AbstractElectroencephalography (EEG) serves as a non-invasive, cost-effective, and robust tool, directly measuring in-vivo neuronal mass activity with high temporal resolution. Using state-of-the-art machine learning techniques, EEG recordings have the potential to generate in silico biomarkers for severe mental disorders. In this study, we developed EEG-based classification models for schizophrenia and depression taking into account physiological and pathological aging processes.

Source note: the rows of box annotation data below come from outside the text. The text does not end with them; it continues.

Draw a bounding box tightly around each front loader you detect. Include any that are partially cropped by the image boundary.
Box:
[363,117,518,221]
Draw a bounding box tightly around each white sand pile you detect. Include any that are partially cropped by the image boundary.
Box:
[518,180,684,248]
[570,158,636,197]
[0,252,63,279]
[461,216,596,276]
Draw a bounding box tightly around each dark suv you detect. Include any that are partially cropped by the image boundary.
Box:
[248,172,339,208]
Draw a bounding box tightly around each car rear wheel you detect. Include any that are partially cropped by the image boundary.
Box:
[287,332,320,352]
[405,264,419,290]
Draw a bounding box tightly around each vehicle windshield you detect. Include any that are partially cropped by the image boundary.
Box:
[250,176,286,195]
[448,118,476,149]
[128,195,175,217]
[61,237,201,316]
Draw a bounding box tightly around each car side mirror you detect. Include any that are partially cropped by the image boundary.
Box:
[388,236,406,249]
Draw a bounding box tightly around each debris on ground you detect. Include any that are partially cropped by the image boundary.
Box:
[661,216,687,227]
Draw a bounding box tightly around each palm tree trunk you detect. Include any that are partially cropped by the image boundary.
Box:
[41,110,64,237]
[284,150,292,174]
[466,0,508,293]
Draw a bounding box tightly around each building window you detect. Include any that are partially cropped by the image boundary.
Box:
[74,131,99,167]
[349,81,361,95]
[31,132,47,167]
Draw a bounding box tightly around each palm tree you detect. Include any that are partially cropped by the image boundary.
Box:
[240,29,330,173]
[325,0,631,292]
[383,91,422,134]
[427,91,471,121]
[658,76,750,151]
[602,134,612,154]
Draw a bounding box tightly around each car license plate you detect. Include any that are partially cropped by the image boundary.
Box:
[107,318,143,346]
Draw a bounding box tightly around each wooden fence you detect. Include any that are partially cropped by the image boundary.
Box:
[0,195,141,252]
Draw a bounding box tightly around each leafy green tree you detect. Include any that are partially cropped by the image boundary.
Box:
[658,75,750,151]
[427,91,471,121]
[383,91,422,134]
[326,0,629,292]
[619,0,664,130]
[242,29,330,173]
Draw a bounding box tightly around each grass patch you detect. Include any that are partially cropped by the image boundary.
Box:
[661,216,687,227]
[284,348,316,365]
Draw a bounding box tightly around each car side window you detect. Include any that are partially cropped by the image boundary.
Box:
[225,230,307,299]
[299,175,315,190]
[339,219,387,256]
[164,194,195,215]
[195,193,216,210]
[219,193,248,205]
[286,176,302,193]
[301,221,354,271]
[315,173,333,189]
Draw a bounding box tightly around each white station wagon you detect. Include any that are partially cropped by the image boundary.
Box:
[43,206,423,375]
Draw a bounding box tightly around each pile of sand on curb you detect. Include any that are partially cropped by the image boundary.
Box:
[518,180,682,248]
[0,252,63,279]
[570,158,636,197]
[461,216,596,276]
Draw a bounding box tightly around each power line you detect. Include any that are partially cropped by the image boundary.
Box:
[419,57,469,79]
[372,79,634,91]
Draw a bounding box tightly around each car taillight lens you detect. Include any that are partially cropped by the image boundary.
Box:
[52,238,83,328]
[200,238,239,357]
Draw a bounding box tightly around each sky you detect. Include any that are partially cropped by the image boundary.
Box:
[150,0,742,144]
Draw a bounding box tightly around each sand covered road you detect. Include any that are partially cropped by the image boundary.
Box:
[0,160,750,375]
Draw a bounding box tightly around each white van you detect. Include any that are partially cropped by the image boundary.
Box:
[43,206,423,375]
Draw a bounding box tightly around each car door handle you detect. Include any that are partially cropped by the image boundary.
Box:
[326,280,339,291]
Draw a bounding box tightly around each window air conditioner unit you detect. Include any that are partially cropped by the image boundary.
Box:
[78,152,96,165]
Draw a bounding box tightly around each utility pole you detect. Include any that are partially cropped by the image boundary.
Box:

From a cohort (N=735, 51.6% male) that is acquired in LMU Hospital, Department of Psychiatry and Psychotherapy, comprising healthy control individuals (HC, N=245) and patients with schizophrenia (SCZ, N=250) or major depressive disorder (MDD, N=240), we extracted power spectrum density and connectivity measures based on 60 second resting-state EEG recordings with 19 channels. The support vector machine models were trained to 1) classify patients with SCZ or MDD and HC individuals, and 2) predict age in HC individuals using ten-by-ten repeated nested-cross validation. The age-predicting model was applied to patient groups to calculate EphysAGE (Electrophysiological Age Gap Estimation) by subtracting chronological age from chronological age. The links between diagnosis, medication, and EphysAGE, i.e., accelerated aging, were then further explored with univariate analyses.
The EphysAGE Model had an explained variance of 46% (MAE=8.7 years, T=14.31, P1000<0.001). The patients with SCZ had a significantly higher EphysAGE (mean[SD]=0.61[10.32]) than the patients with MDD (mean[SD]=-1.10[10.49], p=0.04). The classification models discriminated SCZ from HC (Balanced Accuracy, BAC=72.7%, p<0.001), MDD from HC (BAC=67.0%, p<0.001), and SCZ from MDD individuals (BAC=63.2%, p<0.001). Higher EphysAGE was associated with an increased likelihood of being misclassified as SCZ in HC and MDD (ρHC=0.23, p<0.001; ρMDD=0.17, p=0.01) based on percentile rank scores from the SCZ Model. Moreover, in the Differential Diagnostic Model, higher EphysAGE is positively correlated with being misclassified as SCZ in patients with MDD (ρMDD=0.14, p=0.03).
Machine learning models can extract electrophysiological signatures of MDD and SCZ for potential clinical use. However, the impact of aging processes on diagnostic separability calls for timely application of such models, possibly in early recognition settings.